OpenSSL flaw allows slowing down websites and applications with client authentication

For your online application or server to be secure, SSL/TLS certificates are necessary. While many trustworthy certificate authorities charge a fee for SSL/TLS certificates, it is also feasible to create your own certificate using OpenSSL. Self-signed certificates may nonetheless encrypt your online traffic even if they don’t have the approval of a reputable organization. The OpenSSL team published an advisory describing the high severity CVE-2023-2650 issue. However, given that OpenSSL is one of the most widely used encryption libraries and powers a significant amount of the internet’s TLS-protected traffic, this might still be a concern.

Although not the most serious, this moderate vulnerability might possibly cause OpenSSL to operate less quickly by delaying the processing of certain cryptographic components.

In the context of OpenSSL, object IDs for ASN.1 (Abstract Syntax Notation One) are used to identify and specify cryptographic algorithms. This causes certain specifically constructed ASN.1 object IDs or data containing them to be processed extremely slowly.

Applications that directly utilize OBJ_obj2txt() or use any of the OpenSSL subsystems without a message size limit—OCSP, PKCS7/SMIME, CMS, CMP/CRMF, or TS—may have noticeable to very lengthy delays while processing such messages, which might result in a Denial of Service.

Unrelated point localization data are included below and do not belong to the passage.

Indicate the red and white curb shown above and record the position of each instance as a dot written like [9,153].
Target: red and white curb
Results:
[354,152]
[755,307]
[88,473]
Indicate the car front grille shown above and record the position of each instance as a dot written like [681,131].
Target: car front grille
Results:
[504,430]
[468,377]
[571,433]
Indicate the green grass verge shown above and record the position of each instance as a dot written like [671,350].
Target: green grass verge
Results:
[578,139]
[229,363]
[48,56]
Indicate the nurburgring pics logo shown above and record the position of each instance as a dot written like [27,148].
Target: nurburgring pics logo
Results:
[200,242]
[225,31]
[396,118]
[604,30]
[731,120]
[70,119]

Sub-identifiers, the majority of which have no size restrictions, make up an object identifier. Using the OpenSSL type ASN1_OBJECT, one may convert an ASN.1 OBJECT IDENTIFIER provided in DER encoding form to its canonical numeric text form, which consists of the sub-identifiers of the OBJECT IDENTIFIER in decimal form, separated by periods.

The conversion to a decimal number in text may take a very lengthy time when one of the sub-identifiers in the OBJECT IDENTIFIER is extremely big (these are sizes that are perceived as outrageously enormous, taking up tens or hundreds of KiBs). The size of the sub-identifiers in bytes (*), where ‘n’ is the number, determines the temporal complexity as O(n2).

The ability to get cryptographic methods using names or IDs in string form was added with OpenSSL 3.0. This includes utilizing OBJECT IDs as IDs for fetching algorithms in canonical numeric text form.

The ASN.1 structure AlgorithmIdentifier, which is often used in several protocols to define which cryptographic method should be used to sign or verify, encrypt or decrypt, or digest supplied data, may be used to accept such OBJECT IDENTIFIERs.

With any version of OpenSSL, applications that directly use OBJ_obj2txt() with untrusted data are vulnerable. The severity is deemed minimal if the usage is only for exhibition purposes.

This affects the subsystems OCSP, PKCS7/SMIME, CMS, CMP/CRMF, or TS in OpenSSL 3.0 and newer. It affects anything that uses X.509 certificates, including simple operations like confirming its signature.

Due to the 100KiB restriction on the peer’s certificate chain in all OpenSSL versions, the effect on TLS is very minimal. Furthermore, only clients or servers that have expressly enabled client authentication are affected.

This only impacts the presentation of certain objects, such as X.509 certificates, with OpenSSL 1.1.1 and 1.0.2. These versions are thought to be unaffected by the problem to the extent that it would be of concern, and the severity is thus regarded as low. It is expected that this won’t occur in a fashion that would result in a Denial of Service.

It’s critical to keep our systems updated as long as we continue to depend on OpenSSL’s cryptographic services in order to prevent DoS attacks like CVE-2023-2650 and to ensure the maximum degree of security and effectiveness.